O almoço

Juvenal chegou empolgado à barbearia e disse:

– Bom dia! Estou pensando em abrir um restaurante com meu filho. O ramo vem crescendo cada vez mais. Afinal de contas, quando homem e mulher trabalham fora mais restaurantes são procurados. Creio que há boa margem de lucro.

O barbeiro diz a Juvenal e aos demais amigos:

– Só um instante pessoal, o Antunes Carriel vai dar uma notícia interessante sobre os presídios; vou aumentar o volume do rádio. Escutem, ele vai começar:

– Há dois anos a então ministra presidente do Supremo Tribunal Federal (STF) e também presidente do (CNJ) Conselho Nacional de Justiça, Cármen Lúcia, disse que o Brasil gasta 13 vezes mais com um preso do que com um aluno da rede pública de ensino. Por exemplo, enquanto um preso custa para o Estado 2,4 mil reais – por mês um aluno do ensino médio custa 2,2 mil reais – por ano. Segundo pesquisas a população carcerária no Brasil hoje deve ser de aproximadamente 750 mil. Então faço uma breve reflexão com os amigos ouvintes. Todos sabemos quem paga as despesas dos presos. Vou ficar em apenas uma delas, a alimentação, os almoços, por exemplo. Imagino que um almoço deva custar hoje, levando em conta alguns fatores como o local onde fica o restaurante, o tipo de comida servida e assim por diante que um almoço talvez custe em média, digamos, uns 20 reais. Agora, pessoas que servem, que vendem, que vencem licitações para fornecer almoços para os presos, os vendem por quanto? Pelo valor mais em conta possível? Haveria possibilidade de ter superfaturamento? Digo mais, caros ouvintes, imagine você vencendo uma licitação e fornecendo o almoço para um presídio que comporta, digamos aí, uns 10 mil presos.

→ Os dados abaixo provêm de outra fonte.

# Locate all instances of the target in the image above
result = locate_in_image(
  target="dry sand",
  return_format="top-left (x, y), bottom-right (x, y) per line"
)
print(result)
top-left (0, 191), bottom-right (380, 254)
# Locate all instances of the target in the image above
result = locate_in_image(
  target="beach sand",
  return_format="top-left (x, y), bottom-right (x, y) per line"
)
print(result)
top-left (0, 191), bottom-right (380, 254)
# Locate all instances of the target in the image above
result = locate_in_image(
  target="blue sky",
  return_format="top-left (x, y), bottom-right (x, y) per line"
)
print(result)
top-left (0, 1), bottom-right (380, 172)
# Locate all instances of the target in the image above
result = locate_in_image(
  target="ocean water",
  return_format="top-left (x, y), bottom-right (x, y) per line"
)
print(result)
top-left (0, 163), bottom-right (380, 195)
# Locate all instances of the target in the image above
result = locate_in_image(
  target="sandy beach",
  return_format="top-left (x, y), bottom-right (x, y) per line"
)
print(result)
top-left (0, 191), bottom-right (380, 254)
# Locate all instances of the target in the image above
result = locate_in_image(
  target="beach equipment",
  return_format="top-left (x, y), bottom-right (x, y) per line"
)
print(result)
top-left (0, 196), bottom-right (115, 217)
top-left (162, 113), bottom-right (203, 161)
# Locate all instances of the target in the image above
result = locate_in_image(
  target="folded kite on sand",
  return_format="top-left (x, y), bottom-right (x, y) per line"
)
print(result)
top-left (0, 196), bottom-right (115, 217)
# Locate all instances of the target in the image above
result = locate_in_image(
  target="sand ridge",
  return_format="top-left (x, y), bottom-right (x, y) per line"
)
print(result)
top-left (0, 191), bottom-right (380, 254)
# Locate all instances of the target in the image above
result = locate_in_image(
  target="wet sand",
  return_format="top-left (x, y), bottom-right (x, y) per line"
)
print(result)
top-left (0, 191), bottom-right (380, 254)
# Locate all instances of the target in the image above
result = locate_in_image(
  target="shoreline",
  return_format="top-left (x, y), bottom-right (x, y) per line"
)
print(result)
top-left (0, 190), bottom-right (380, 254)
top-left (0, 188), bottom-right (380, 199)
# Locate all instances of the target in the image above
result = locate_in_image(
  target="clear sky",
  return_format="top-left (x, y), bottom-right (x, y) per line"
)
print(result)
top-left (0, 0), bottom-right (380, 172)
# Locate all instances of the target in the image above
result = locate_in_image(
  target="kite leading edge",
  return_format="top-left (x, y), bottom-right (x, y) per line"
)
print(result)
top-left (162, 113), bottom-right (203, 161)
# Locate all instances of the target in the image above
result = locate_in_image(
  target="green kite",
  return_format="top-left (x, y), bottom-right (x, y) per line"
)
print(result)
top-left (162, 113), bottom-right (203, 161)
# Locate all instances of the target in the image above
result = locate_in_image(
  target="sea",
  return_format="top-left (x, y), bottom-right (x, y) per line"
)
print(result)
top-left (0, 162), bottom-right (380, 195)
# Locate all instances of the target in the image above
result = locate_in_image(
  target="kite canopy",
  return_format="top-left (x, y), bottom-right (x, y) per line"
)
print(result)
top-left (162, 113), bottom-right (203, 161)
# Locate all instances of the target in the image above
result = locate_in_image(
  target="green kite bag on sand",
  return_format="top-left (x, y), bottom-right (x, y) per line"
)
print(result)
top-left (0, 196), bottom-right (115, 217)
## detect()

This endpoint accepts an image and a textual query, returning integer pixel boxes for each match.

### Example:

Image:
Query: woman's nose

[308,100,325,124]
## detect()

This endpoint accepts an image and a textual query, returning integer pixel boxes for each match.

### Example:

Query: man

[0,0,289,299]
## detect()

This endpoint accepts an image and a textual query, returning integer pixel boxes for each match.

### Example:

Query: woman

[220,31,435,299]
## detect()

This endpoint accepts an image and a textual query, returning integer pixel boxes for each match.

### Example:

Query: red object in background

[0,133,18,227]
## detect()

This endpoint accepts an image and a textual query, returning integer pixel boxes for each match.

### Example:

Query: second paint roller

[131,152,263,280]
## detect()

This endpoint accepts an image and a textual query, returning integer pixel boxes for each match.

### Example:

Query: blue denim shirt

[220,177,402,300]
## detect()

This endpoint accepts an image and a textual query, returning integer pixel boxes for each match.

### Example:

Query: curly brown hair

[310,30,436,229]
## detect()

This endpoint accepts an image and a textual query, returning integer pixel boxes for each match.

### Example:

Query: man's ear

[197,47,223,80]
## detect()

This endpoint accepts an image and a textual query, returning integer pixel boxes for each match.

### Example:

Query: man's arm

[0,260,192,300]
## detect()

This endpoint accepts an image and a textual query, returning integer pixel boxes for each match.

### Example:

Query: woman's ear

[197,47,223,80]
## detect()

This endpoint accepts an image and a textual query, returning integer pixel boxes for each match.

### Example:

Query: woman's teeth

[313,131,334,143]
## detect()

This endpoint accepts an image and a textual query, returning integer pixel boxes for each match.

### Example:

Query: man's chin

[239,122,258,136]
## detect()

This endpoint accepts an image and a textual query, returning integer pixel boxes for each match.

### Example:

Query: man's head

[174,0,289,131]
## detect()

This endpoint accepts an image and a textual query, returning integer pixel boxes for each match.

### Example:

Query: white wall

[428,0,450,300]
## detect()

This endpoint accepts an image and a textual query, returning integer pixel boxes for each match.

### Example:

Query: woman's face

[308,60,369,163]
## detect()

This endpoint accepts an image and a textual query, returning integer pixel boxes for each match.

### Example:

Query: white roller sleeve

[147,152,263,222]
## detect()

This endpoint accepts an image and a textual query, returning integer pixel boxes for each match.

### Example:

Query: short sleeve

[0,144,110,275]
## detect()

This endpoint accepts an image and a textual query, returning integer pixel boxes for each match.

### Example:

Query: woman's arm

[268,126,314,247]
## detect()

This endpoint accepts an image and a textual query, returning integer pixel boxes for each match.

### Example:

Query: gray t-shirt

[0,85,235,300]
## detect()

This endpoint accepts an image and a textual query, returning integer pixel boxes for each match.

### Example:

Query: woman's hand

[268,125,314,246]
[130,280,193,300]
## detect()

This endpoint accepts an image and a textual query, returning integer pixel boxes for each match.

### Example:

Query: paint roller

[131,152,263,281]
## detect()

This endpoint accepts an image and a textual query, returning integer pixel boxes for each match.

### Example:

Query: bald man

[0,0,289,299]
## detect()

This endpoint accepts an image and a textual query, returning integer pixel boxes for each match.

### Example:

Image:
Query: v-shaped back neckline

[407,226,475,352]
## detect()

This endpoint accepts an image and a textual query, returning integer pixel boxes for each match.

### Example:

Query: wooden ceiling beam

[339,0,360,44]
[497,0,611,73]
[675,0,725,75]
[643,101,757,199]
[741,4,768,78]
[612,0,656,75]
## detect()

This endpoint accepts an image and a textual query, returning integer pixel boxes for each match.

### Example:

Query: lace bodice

Suponhamos que cada almoço custasse, chutando em média, 50 reais; isso os levaria à matemática; 10 mil almoços por dia vezes 50 reais. Detalhe, todos os 365 dias do ano. Quem está ganhando com isso? Podemos imaginar que são mais de 700 mil presos sendo alimentados todos os dias do ano. E não é só o almoço; há o jantar, o café, o leite, o pão. Sem contar escovas de dentes, preservativos e aí vai Então, meus caros ouvintes, feliz de quem fornece essas coisas ou o almoço. Procurem calcular o valor total, talvez se aproxime, talvez passe longe. Mas uma coisa é certa, dá pra começar a entender o porquê parece mais interessante gastar 13 vezes mais com uma população carcerária que não para de crescer do que com alunos da rede pública de ensino. Presos amontoados e não sendo preparados para voltar a vida em sociedade. Do outro lado, crianças que chegam à escola sem educação, que deveria vir de casa, e então jogam na sala de aula aos professores todas as dificuldades dessa falta de educação trazida de casa. Se um preso custa 2,4 mil reais por mês não queiram saber quanto ganha um professor. Talvez o radialista, o barbeiro, o professor e sabe lá quem mais gostaria de montar um restaurante. Não para ter sobras e prejuízos; sim, há os dias de pouco movimento em que há perdas para os donos desses restaurantes. Venda garantida e bem paga a todos, todos os dias do ano, só em alguns lugares e para os privilegiados. Por ora é isso meus amigos; me aborreci; perdi a fome. Intervalo comercial e já voltaremos com mais informações. São 10 horas e 47 minutos.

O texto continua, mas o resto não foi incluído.